O que aprendemos com o julgamento de Daniel Alves
Recheado de argumentos tão toscos quanto "ele tinha bebido demais e não conseguia discernir" e "ela estava sensualizando", o julgamento do jogador multimilionário Daniel Alves, acusado de estuprar uma garota quase 20 anos mais nova, pode nos oferecer alguns ensinamentos:
- Sem um protocolo adequado de atendimento, a tendência da vítima é não denunciar -- e, pior, nem receber o tratamento de saúde e policial adequados para evitar doenças ou gravidez e saber quais são os seus direitos. Mais de uma testemunha do acontecido na boate Sutton, em Barcelona, corroborou a versão de que a vítima não queria denunciar para que não soubessem a sua identidade e não a humilhassem dizendo que queria se aproveitar do famoso.
- Não importa o quanto a mulher tente se proteger: ela sempre estará sob o risco de ter o seu nome exposto e a sua versão, questionada publicamente. No caso Daniel Alves, foi a família dele a responsável por isso -- até agora, impunemente. A descredibilização da vítima deve pesar contra ele no tribunal.
- As provas colhidas graças ao protocolo de atendimento em vigor na Espanha foram fundamentais para esclarecer o caso. Daniel Alves ficou encurralado, e cada uma de suas cinco versões teve as contradições e mentiras expostas graças a vídeos, exames e testemunhos de médicos e seguranças.
- Tudo muda nesse tipo de ocorrência quando a própria boate não está disposta a "retribuir" o dinheiro gasto ali com cumplicidade. No Brasil, já tivemos casos muito parecidos com o acontecido em Barcelona em dezembro de 2022, e a vítima acabou humilhada no tribunal e o seu algoz, absolvido. Imagens de câmeras de segurança desaparecem ou demoram a ser entregues à polícia, a mulher fica sozinha na rua chamando um Uber aos prantos, e funcionários parecem dispostos a prontamente ter amnésia.
- A estratégia dos acusados de convidar advogadas mulheres para defendê-los já não está colando mais -- experiente, a criminalista que defendeu Daniel Alves meteu os pés pelas mãos, com argumentos como "nenhum ferimento foi encontrado em sua genitália interna ou externa. Isso confirma que a relação sexual foi consensual".
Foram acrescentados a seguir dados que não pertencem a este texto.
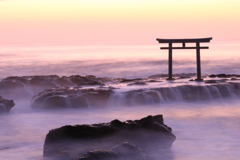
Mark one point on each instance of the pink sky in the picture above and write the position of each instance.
(142, 21)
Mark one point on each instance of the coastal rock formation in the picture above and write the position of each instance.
(27, 86)
(129, 151)
(75, 97)
(124, 151)
(149, 133)
(99, 155)
(5, 105)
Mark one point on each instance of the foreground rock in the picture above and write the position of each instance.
(76, 97)
(99, 155)
(27, 86)
(5, 105)
(124, 151)
(149, 133)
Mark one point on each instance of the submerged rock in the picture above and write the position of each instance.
(123, 151)
(76, 97)
(27, 86)
(129, 151)
(99, 155)
(138, 83)
(149, 133)
(5, 105)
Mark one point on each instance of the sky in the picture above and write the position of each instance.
(122, 21)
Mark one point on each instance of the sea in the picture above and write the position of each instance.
(205, 129)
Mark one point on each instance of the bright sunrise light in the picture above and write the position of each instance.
(111, 20)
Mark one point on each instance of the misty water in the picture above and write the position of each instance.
(205, 129)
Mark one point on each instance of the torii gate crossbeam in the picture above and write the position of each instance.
(170, 47)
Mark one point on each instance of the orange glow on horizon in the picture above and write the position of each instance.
(110, 20)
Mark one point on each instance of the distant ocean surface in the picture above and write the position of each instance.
(129, 61)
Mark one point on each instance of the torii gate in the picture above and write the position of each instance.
(184, 41)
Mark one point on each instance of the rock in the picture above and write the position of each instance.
(76, 97)
(129, 151)
(5, 105)
(130, 80)
(138, 83)
(149, 133)
(141, 97)
(211, 81)
(27, 86)
(99, 155)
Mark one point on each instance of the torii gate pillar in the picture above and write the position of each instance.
(184, 41)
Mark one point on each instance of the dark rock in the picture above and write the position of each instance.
(142, 97)
(71, 98)
(233, 79)
(212, 76)
(5, 105)
(149, 133)
(27, 86)
(129, 151)
(138, 83)
(130, 80)
(211, 81)
(99, 155)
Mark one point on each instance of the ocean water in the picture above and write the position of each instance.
(204, 129)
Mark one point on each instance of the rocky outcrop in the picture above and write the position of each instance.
(99, 155)
(27, 86)
(129, 151)
(75, 97)
(123, 151)
(5, 105)
(149, 133)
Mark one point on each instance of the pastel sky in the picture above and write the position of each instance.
(110, 21)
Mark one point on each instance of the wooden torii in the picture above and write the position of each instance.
(170, 47)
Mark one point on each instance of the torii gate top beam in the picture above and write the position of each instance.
(202, 40)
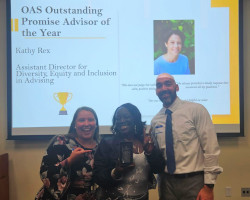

- Cara Inés Guardiola, sinto muito você ter tido que apelar a esse argumento, um desserviço disfarçado de legítimo direito de defesa. Toda mulher sabe que isso é mentira. As lesões mais graves da violência sexual em geral são invisíveis -- e eternas. A própria lei diz que todo ato libidinoso sem consentimento é uma agressão. Daniel Alves, aliás, tocou sem consentimento também a prima da vítima, segundo ela contou no tribunal. Pelo seu relato, houve ali importunação sexual. Sem lesão aparente.
- Não é não, sim é sim, e o consentimento só é válido se ele for livre de coação, medo, ameaça, violência ou fraude. A mulher pode começar uma interação sexual com um homem e retirar o seu consentimento a qualquer momento. Dali pra frente, o que acontecer é crime.